Traders have used different types of charts to read important market information: price, trend and the overall mood of market participants. But these days, the most convenient chart for such purposes is considered to be the Japanese Candles chart. Let’s see what hides behind this romantic name.

The Japanese candlestick is a chart over a specific period of time — usually one day. The chart (candle) looks like a vertical bar with (sometimes without) lines beaming outwards either up or down from the borders of the bar.

Like this:

The candle consists of:

Body — Shows the range of the price between the open and close price during the period.

Wick (Shadow) — Shows the highest and lowest price during the period.

Color — Shows if the price was going up or down during the period. If the candle is green it means that the closing price was higher than the opening and visa versa. NB:- Previously, traders used black and white colors, but then they decided that monochrome looks boring.

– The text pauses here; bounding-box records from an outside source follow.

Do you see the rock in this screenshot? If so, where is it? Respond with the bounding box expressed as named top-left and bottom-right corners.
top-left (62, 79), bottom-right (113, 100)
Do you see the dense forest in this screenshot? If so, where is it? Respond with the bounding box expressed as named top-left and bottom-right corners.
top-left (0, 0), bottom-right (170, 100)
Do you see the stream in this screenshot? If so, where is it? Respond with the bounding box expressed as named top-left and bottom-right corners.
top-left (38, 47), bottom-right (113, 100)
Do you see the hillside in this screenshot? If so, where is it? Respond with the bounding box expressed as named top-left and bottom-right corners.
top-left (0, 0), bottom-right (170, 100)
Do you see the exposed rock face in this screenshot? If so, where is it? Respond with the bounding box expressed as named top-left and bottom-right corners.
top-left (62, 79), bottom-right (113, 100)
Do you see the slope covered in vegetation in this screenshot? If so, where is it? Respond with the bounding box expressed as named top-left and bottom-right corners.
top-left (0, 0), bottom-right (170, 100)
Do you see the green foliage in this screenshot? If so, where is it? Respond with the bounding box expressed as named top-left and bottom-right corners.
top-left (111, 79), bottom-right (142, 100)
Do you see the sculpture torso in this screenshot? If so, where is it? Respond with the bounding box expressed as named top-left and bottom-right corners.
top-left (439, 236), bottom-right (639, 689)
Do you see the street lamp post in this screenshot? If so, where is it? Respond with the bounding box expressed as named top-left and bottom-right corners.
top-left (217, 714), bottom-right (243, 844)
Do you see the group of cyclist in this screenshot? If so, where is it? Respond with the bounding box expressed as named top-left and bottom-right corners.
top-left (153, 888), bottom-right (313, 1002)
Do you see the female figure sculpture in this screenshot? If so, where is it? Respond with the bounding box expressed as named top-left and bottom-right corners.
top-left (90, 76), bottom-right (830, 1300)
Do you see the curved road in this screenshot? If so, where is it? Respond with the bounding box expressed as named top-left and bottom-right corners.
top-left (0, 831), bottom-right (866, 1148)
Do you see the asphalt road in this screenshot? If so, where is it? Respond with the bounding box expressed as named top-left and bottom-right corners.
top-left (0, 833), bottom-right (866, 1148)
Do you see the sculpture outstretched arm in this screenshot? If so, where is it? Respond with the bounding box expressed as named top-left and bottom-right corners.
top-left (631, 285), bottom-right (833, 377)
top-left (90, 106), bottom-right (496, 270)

Shadows indicate the uncertainty of the market. If the shadow is short (no matter if it is upper or lower) it means that traders are pretty confident about the trend. But if the shadow is long — this shows that the market is testing the current trend for strength.

A long upper shadow shows that bullish traders are trying to reverse the trend and have been more active during the session, but bearish traders took over.

A long lower shadow indicates that the bears woke up and tried to pull the prices down, but the bulls had enough power to drag them back.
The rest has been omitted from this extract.